Undersea data – the evidence of the snoop ?

It’s been a while since I put out a blog, but this caught my eye.

This [LINK] interactive graphic shows the undersea cable maps of the world. It’s a really good graphic and is very useful in giving us some intelligence. We’ve seen other graphics of the undersea cable maps [LINK] but this new interactive one can show the cable routes per year.

So how come this important ?

Well, if we look at the Snowden leak info of the NSA PowerPoint screenshots, we can see that most of the dates quoted on these documents are from 2004 onwards. [LINK]

If we also add this intelligence with the time to lay a cable – which is around 100-150km per day [LINK] we can start making projections backwards as to which cables are being used for which projects and where the boosts in investment may have come from. If you fancy having a go and putting projects to cables, feel free to get in touch and I’ll add an update to this blog.

More info about undersea cables [LINK]

 

@SPCoulson

Digital Freedom – the manifesto is launched

Mikko Hypponen and David Hasselhoff have appeared on stage at re:publica 14 and launched the new Digital Freedom manifesto.

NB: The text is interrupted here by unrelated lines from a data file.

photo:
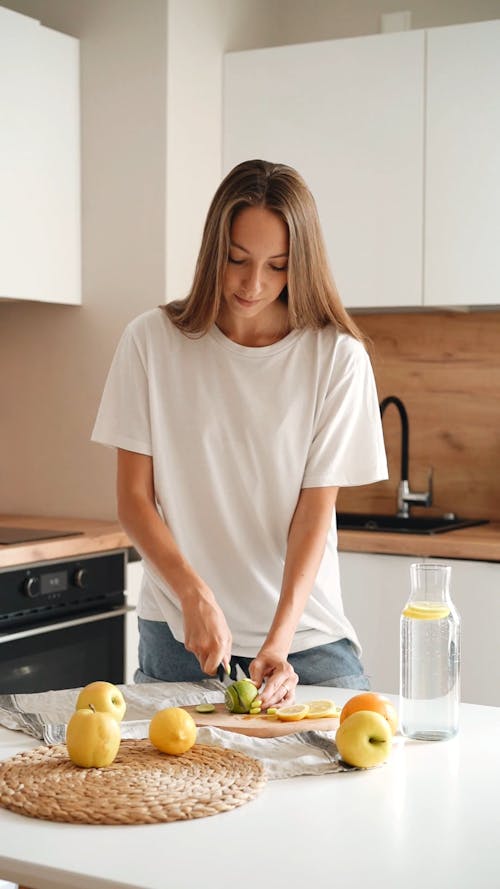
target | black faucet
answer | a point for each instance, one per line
(406, 497)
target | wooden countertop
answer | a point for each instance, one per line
(98, 536)
(480, 542)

The manifesto is based on 4 points :

  1. Freedom from mass surveillance (target / blanket)
  2. Freedom from digital persecution (privacy in the future)
  3. Freedom from digital colonisation
  4. Freedom of digital access, movement and speech

 

I watched the keynote with interest and have the following thoughts :

Freedom from mass surveillance (target / blanket)

I appreciate that there is a time and place for surveillance. CCTV watches our every move and our internet traffic is scanned for key words. To remove this I believe would be a mistake – but instead, they should be more transparent instead. Go ahead, watch me and scan me … but only if you do something useful with this data to keep me safer. Sure I have secrets and sure, I am aware of what I post … but can you imagine a world where facial recognition does not pick up the criminals ? I think that there is a specific use case for mass surveillance, but it is currently not being handled well and certainly not following the same standard of disclosure globally.

Freedom from digital persecution (privacy in the future)

This I understand and totally support. Right now, May 2014, it is OK to have certain views, prejudices etc, but in 2020, will those standards still hold. Will my old opinion still be the same ? I once thought I was going to be an electrical engineer – that didn’t work out, so why should the opinions I have still hold ANY weight in the future ? We need to isolate a case, sure, look back in history to see if it a long-held opinion, but certainly not to use it to persecute in the future.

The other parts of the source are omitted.